2.8. Het beroep is, voor zover ontvankelijk, gegrond. Het bestreden besluit dient te worden vernietigd. De Afdeling laat de overige beroepsgronden buiten bespreking.
2.9. Verweerder dient op na te melden wijze in de proceskosten te worden veroordeeld.

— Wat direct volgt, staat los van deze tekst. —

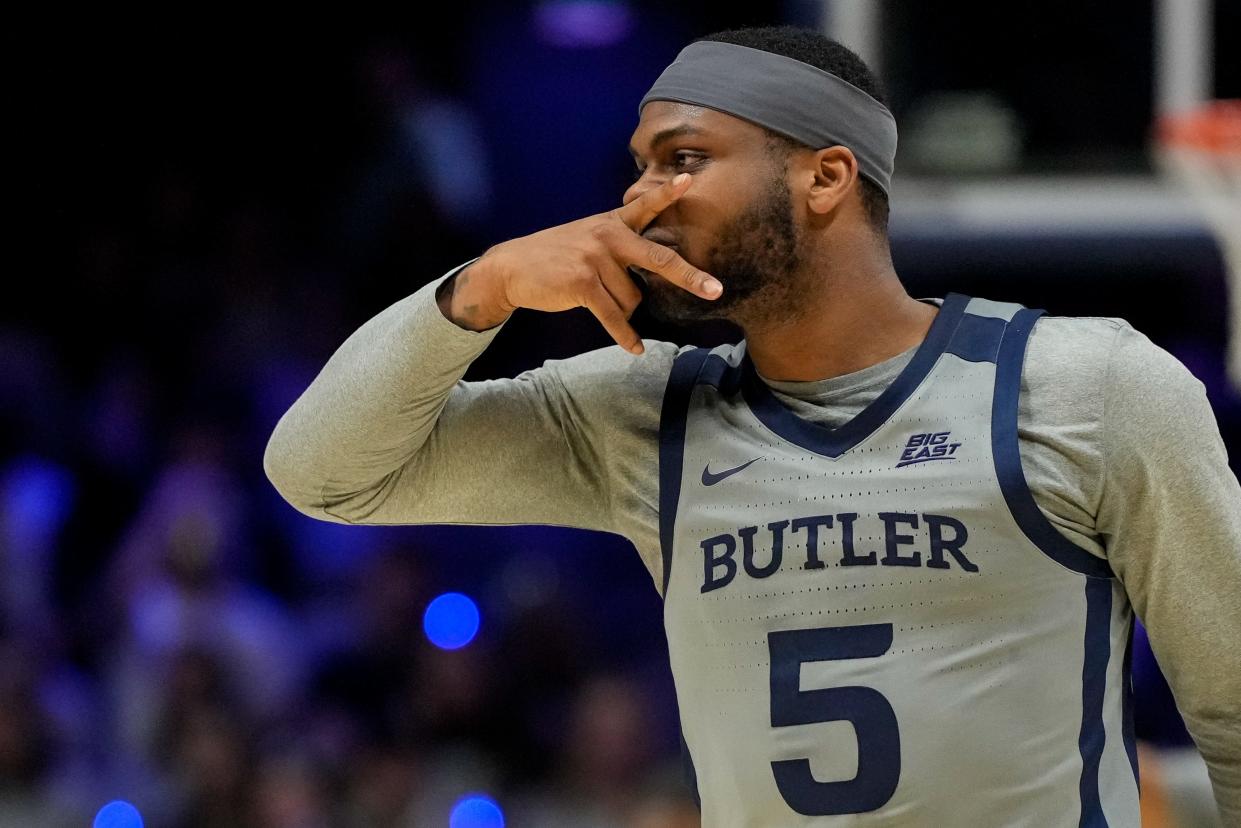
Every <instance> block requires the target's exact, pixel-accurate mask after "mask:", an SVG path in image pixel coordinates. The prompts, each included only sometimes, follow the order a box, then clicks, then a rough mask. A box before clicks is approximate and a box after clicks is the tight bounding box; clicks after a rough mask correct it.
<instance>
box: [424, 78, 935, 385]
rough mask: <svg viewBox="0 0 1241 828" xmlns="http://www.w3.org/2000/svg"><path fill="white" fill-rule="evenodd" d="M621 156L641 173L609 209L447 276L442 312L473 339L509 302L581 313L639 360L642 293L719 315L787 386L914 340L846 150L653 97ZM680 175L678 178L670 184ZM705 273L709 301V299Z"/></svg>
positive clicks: (723, 114)
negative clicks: (636, 282)
mask: <svg viewBox="0 0 1241 828" xmlns="http://www.w3.org/2000/svg"><path fill="white" fill-rule="evenodd" d="M630 151H632V153H633V154H634V160H635V163H637V165H638V168H639V169H640V170H642V175H640V178H639V179H638V180H637V181H635V182H634V184H633V185H632V186H630V187H629V189H628V190H627V191H625V194H624V199H623V201H624V205H623V206H622V207H619V209H617V210H613V211H609V212H607V214H599V215H598V216H591V217H588V218H582V220H578V221H576V222H570V223H567V225H561V226H558V227H552V228H549V230H545V231H540V232H537V233H532V235H531V236H525V237H521V238H517V240H511V241H509V242H503V243H501V245H498V246H495V247H493V248H490V250H489V251H488V252H486V253H484V254H483V257H482V258H480V259H479V261H478V262H475V263H474V264H472V266H470V267H469V268H467V269H465V271H463V272H462V273H459V274H458V276H457V277H455V279H450V281H449V282H448V283H446V286H444V288H443V289H442V290H441V293H439V297H438V298H439V307H441V309H442V310H443V313H444V315H446V317H447V318H449V319H452V320H453V322H455V323H457V324H458V325H460V326H463V328H468V329H472V330H484V329H486V328H491V326H494V325H496V324H499V323H501V322H503V320H504V319H506V318H508V315H509V314H511V313H513V309H515V308H519V307H526V308H535V309H540V310H563V309H568V308H573V307H587V308H589V309H591V310H592V313H594V315H596V317H598V318H599V320H601V323H602V324H603V325H604V328H606V329H607V330H608V333H611V334H612V335H613V338H614V339H616V340H617V343H618V344H620V345H622V346H623V348H625V349H627V350H632V351H633V353H640V348H642V344H640V340H639V338H638V335H637V333H635V331H633V329H632V328H630V326H629V324H628V318H629V315H632V313H633V310H634V308H637V305H638V303H640V302H643V300H644V299H645V300H648V302H650V303H652V305H653V307H652V310H653V312H654V314H655V315H661V317H665V318H673V319H694V318H711V317H722V318H727V319H731V320H732V322H733V323H736V324H737V325H738V326H740V328H741V329H742V330H743V331H745V336H746V343H747V350H748V353H750V356H751V359H752V360H753V362H755V367H757V369H758V371H759V372H761V374H762V375H763V376H766V377H768V379H772V380H788V381H809V380H820V379H827V377H833V376H839V375H841V374H849V372H853V371H858V370H861V369H864V367H867V366H870V365H874V364H876V362H880V361H882V360H885V359H890V358H892V356H895V355H897V354H900V353H902V351H905V350H908V349H910V348H913V346H915V345H917V344H918V343H921V341H922V340H923V339H925V338H926V334H927V330H928V329H930V326H931V322H932V320H933V319H934V315H936V314H937V313H938V310H937V309H936V308H934V307H933V305H930V304H926V303H922V302H918V300H917V299H913V298H912V297H910V295H908V294H907V293H906V292H905V288H903V286H902V284H901V282H900V279H898V278H897V276H896V271H895V269H894V267H892V261H891V256H890V253H889V247H887V241H886V240H885V238H882V237H881V236H879V235H876V233H875V232H874V231H872V230H871V227H870V225H869V222H867V220H866V215H865V211H864V209H862V205H861V200H860V197H859V192H858V182H859V178H858V161H856V159H855V156H854V154H853V153H851V151H850V150H849V149H846V148H844V146H829V148H824V149H817V150H815V149H809V148H807V149H804V150H803V149H798V150H794V151H792V153H789V154H788V156H787V158H784V156H783V155H782V153H778V151H777V153H773V151H772V149H771V146H769V142H768V138H767V134H766V132H764V130H763V129H762V128H759V127H757V125H755V124H752V123H750V122H746V120H742V119H740V118H735V117H732V115H728V114H725V113H721V112H717V110H715V109H709V108H706V107H695V106H690V104H683V103H676V102H669V101H653V102H650V103H648V104H647V106H645V107H643V110H642V117H640V120H639V124H638V128H637V129H635V130H634V133H633V137H632V140H630ZM681 173H689V175H690V178H691V179H692V181H686V180H685V179H679V180H674V179H676V176H679V174H681ZM789 230H792V236H793V238H792V240H791V238H789V232H788V231H789ZM643 235H645V236H649V237H650V238H644V237H643ZM656 242H658V243H656ZM653 248H654V250H653ZM630 272H632V273H638V274H640V276H642V278H643V281H644V283H645V297H643V293H642V292H640V290H639V288H638V286H637V284H635V283H634V281H633V278H630V276H629V273H630ZM712 277H719V281H720V282H722V283H724V290H722V294H712V293H710V292H709V290H707V288H706V286H707V284H709V283H710V282H711V281H712ZM453 283H455V284H453ZM730 284H732V286H733V287H735V288H736V294H737V295H736V297H733V295H731V294H730ZM716 304H717V305H719V307H712V305H716Z"/></svg>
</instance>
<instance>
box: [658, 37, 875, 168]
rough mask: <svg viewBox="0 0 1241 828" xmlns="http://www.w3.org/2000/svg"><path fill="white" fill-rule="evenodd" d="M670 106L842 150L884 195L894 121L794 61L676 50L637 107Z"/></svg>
mask: <svg viewBox="0 0 1241 828" xmlns="http://www.w3.org/2000/svg"><path fill="white" fill-rule="evenodd" d="M649 101H676V102H680V103H690V104H695V106H701V107H710V108H711V109H719V110H720V112H725V113H728V114H730V115H736V117H737V118H743V119H746V120H750V122H753V123H756V124H759V125H761V127H767V128H768V129H771V130H774V132H777V133H781V134H783V135H787V137H789V138H793V139H795V140H799V142H802V143H803V144H805V145H808V146H810V148H813V149H822V148H824V146H835V145H838V144H839V145H841V146H848V148H849V149H850V150H853V154H854V155H855V156H856V158H858V170H859V173H860V174H861V175H865V176H866V178H869V179H870V180H872V181H874V182H875V184H877V185H879V186H880V189H882V190H884V192H887V191H889V185H890V184H891V180H892V165H894V161H895V160H896V119H895V118H892V113H891V112H889V110H887V107H885V106H884V104H881V103H880V102H879V101H875V98H872V97H870V96H869V94H866V93H865V92H862V91H861V89H859V88H858V87H855V86H854V84H851V83H849V82H848V81H844V79H841V78H839V77H836V76H835V74H831V73H830V72H824V71H823V70H820V68H818V67H815V66H810V65H809V63H803V62H802V61H797V60H793V58H792V57H784V56H783V55H773V53H772V52H764V51H763V50H759V48H751V47H748V46H737V45H735V43H720V42H716V41H697V42H695V43H690V45H689V46H686V47H685V48H683V50H681V52H680V55H678V56H676V60H675V61H673V63H671V65H670V66H669V67H668V68H666V70H664V72H663V74H660V76H659V78H658V79H656V81H655V83H654V86H652V87H650V91H649V92H648V93H647V96H645V97H644V98H643V99H642V103H639V104H638V117H639V118H640V117H642V108H643V107H644V106H647V103H648V102H649Z"/></svg>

De Afdeling bestuursrechtspraak van de Raad van State
Recht doende in naam der Koningin:
I. verklaart het beroep niet-ontvankelijk voor zover het de visuele hinder, het ontbreken van een aanvraag om bouwvergunning, het verlenen van een oprichtings- in plaats van een revisievergunning en de gronden in het aanvullende bedenkingenschrift van 24 februari 2002 betreft;
II. verklaart het beroep voor het overige gegrond;
III. vernietigt het besluit van het college van burgemeester en wethouders van Sint-Oedenrode van 18 juni 2002;
IV. veroordeelt het college van burgemeester en wethouders van Sint Oedenrode in de door appellant in verband met de behandeling van het beroep gemaakte proceskosten tot een bedrag van € 770,85, waarvan een gedeelte groot € 644,00 is toe te rekenen aan door een derde beroepsmatig verleende rechtsbijstand; het totale bedrag dient door de gemeente Sint-Oedenrode te worden betaald aan appellant;
V. gelast dat de gemeente Sint-Oedenrode aan appellant het door hem voor de behandeling van het beroep betaalde griffierecht (€ 109,00) vergoedt.
Aldus vastgesteld door mr. W.C.E. Hammerstein-Schoonderwoerd, Voorzitter, en mr. K. Brink en mr. J.G.C. Wiebenga, Leden, in tegenwoordigheid van mr. P.A. de Vink, ambtenaar van Staat.